Der Anspruch auf Prozesszinsen ergibt sich aus § 14 Abs. 2 MOG i. V. m. §§ 236, 238 AO in Höhe von 0,5 % auf den Prämienbetrag - der gemäß § 238 Abs. 2 AO für die Berechnung auf 10.900,00 Euro abzurunden ist - für jeden vollen Monat ab Klageerhebung.
Die Kostenentscheidung beruht auf § 155 Abs. 1 Satz 3 VwGO. Die Kammer erachtet den Teil, zu dem der Kläger in diesem Verfahren unterliegt für gering, so dass es angemessen erscheint, der Beklagten die gesamten Verfahrenskosten aufzuerlegen. Die Regelung über die vorläufige Vollstreckbarkeit des Urteils hinsichtlich der Kostenentscheidung beruht auf § 167 VwGO i.V.m. §§ 708 Nr. 11, 711 ZPO.
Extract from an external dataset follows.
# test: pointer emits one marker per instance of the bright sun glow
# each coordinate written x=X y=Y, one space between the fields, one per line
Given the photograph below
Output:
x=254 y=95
Die Berufung ist gemäß § 124 a Abs. 1 i. V. m. § 124 Abs. 2 Nr. 3 VwGO zuzulassen, da die Frage der Auslegung der o. g. gemeinschaftsrechtlichen Sanktionsregelungen der Art. 10 c und Art. 10 g der Verordnung (EWG) Nr. 3887/92 von grundsätzlicher Bedeutung ist.